By Claire West

As the government prepares to launch a major review of employment tribunals, the TUC has recently warned that any major changes to the system could stop employees who have been wronged at work from seeking justice, and give the green light to rogue employers to break the law.

In recent weeks, employer groups have been lobbying hard for ministers to change the tribunal system, but the TUC says that rather than complaining about the cost of cases and supposedly vexatious claims, employers should be working harder at treating their staff well, improving their employment practices, and ensuring they stay within the law.

The TUC is concerned, for example, that employer calls for an increase in the qualifying period in which workers can claim unfair dismissal from one to two years would prevent thousands of wronged employees from challenging their employers, and allow companies to sack staff at whim.

Similarly, says the TUC, making people pay a fee of up to £500 before they can go to a tribunal would deter many employees with genuine cases, especially low paid individuals who have just lost their jobs and no longer have a salary to rely upon.

Commenting on the forthcoming consultation, TUC General Secretary Brendan Barber said: 'At the heart of any change to the tribunal system has to be the desire to make it more effective at delivering justice to the thousands of people who every year are wronged at work.

'While employer groups complain that tribunals are costing them too much, they seem to have lost sight of the fact that if firms treated their staff as they are meant to, few would ever find themselves taken to court.

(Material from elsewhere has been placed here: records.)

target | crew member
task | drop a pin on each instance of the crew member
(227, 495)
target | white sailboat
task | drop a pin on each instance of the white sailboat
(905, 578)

'Instead of a focus on the employment tribunal process, ministers' time would be better spent looking at why so many companies, especially small employers, have such poor employment practices.

'When things go wrong at work, it's better for everyone concerned that the problem is resolved within the workplace, which is why mediation and the assistance provided by unions and ACAS is so invaluable. It's no accident that employers who work with unions are much less likely to find themselves in front of a tribunal than firms where there are no unions.

'The government should stand firm in the face of the intense employer lobbying seen in recent weeks and leave employment tribunals to continue holding rogue employers to account and delivering justice for all workers who have been discriminated against or treated unfairly.'

The TUC says that a number of the claims being put forward by employer groups are misleading:

•Employers say the numbers of claims are increasing, but the vast majority of the 236,000 cases taken last year were multiple claims covering large groups of workers, often in disputes over working time or equal pay. The number of claims made by individual employees is still low. (In 2009/10, there was a 90 per cent increase in multiple claims, single claims were up just 14 per cent on the previous year.)

•Employment tribunals already have the power to require deposits from individuals taking cases, and judges regularly issue costs orders and strike out claims they see as 'vexatious or misconceived'. The tribunal system is based on the principle that employees should not be deterred from bringing cases through fear of large costs should they lose.

•It is a myth that workers use the employment tribunal system in a vexatious manner. It is widely recognised that bringing a tribunal claim can be a highly stressful and time-consuming experience, and as a result many individuals decide not to enforce their rights and take their employers to court.

•Raising the qualifying period for workers who believe they have been unfairly dismissed would deter many genuinely wronged individuals from seeking justice. In such cases it can be vital for employees to be able to clear their name, especially where they have been dismissed for alleged capability or conduct reasons on often flimsy grounds. Having such a reason stated for dismissal can seriously impair the person's ability to find future work, can reduce their earning potential, and irreparably damage their careers.